The angst is gone for Coleman. He wondered and wondered where his career would go after finishing at UTC. He got his answer Saturday when the Green Bay Packers nabbed him in the seventh round of the NFL draft.
Now the work begins.
“I still think it hasn’t fully hit me yet, just because I still haven’t actually been up there yet,” Coleman said. “I’m really looking forward to that.”
Listed as one of four quarterbacks on the Packers’ roster (one being megastar Aaron Rodgers), Coleman’s upcoming agenda is set.
He’ll leave Chattanooga on May 10 for rookie camp and stay in Green Bay for organized team activities (OTAs) with the Packers’ entire roster.

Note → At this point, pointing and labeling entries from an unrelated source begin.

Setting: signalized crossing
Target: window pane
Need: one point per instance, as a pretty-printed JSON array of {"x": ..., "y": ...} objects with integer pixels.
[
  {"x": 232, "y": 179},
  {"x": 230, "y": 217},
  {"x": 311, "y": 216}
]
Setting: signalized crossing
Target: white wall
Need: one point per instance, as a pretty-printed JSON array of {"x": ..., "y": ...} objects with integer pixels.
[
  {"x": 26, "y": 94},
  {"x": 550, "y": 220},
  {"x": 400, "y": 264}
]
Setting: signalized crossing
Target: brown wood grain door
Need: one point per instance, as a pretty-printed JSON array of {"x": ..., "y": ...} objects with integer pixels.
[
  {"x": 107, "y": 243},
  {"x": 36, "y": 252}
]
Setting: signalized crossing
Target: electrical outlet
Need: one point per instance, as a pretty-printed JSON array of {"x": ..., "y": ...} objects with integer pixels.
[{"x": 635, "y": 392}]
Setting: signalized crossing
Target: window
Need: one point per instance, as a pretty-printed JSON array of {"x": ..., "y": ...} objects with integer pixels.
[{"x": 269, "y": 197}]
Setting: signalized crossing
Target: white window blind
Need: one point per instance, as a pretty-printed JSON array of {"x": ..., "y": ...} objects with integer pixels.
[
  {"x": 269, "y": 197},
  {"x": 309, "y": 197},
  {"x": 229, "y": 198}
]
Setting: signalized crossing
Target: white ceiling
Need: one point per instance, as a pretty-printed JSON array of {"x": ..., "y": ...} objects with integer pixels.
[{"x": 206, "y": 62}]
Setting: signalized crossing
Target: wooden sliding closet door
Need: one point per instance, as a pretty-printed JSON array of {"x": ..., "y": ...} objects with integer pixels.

In July, Coleman will return to Chattanooga. Soon after, at the end of the month, he’ll again board a plane to Wisconsin for training camp. Green Bay’s four preseason games against the Chargers, Browns, Bengals and Chiefs will follow. That’s a far cry from Southern Conference play.
“I don’t know if anyone can be completely prepared to walk into something like that,” Coleman said. “That’s something that’s going to take time. I’m going to be seen, but not heard. All I can do is learn as much as I can.”
Beside studying Rodgers like a med school textbook, Coleman will also work alongside Green Bay quarterbacks coach Ben McAdoo. The two spoke early Sunday morning. Some goals were outlined. Top priorities in the offseason will be improving his footwork and understanding the intricate west coast offense along with its terminology.
It’s not a wave of information coming Coleman’s way. It’s a tsunami. There’s a reason, though, that Green Bay and head coach Mike McCarthy are renowned for producing quarterbacks—the system works.
“The stars have aligned for B.J. in a lot of ways,” said UTC offensive coordinator Marcus Satterfield, who oversaw Coleman the past three seasons. “He’s still got to go up there, he’s still got to work hard to make the roster and that’s not easy to do, but he’s in a great position.
“He’s going to have the chance to grow every day if he puts the work in to it. If you know B.J., you know that’ll happen. It’s a great situation.”
According to Satterfield, Coleman’s mental makeup has him prepared for the rigors of an NFL quarterback apprenticeship. Following his junior year with the Mocs, the 6-foot-3 right-hander was encouraged to break away from a near-monastic obsession with the game and his training.
A tunnel-vision approach to quarterbacking long aided Coleman, but Satterfield worried about the toll it was taking.
“It was forced on him last summer—go relax, go play golf, go hang out with your buddies,” Satterfield said. “The first two summers he was up here, he’d throw, go lift weights, go watch film. He was finally able to create some balance. ...
“His fear, like all the great ones, is if he plays 18 holes of golf, then someone like (Boise State quarterback) Kellen Moore is going to be doing something extra and will get drafted ahead of him. B.J. wasn’t going to stop and let anyone pass him by. I think it helped him to realize that he can work smart and keep some balance.”
Coleman was drafted this weekend. Moore was not.
“Everywhere I’ve been, over 35 years of coaching, I’ve never been around a quarterback good enough to be drafted,” said UTC head coach Russ Huesman. “You have to be elite. He’s elite. He has all the tools.”
Green Bay awaits.
“It’s a big move,” Coleman said. “I’ve got a job now.”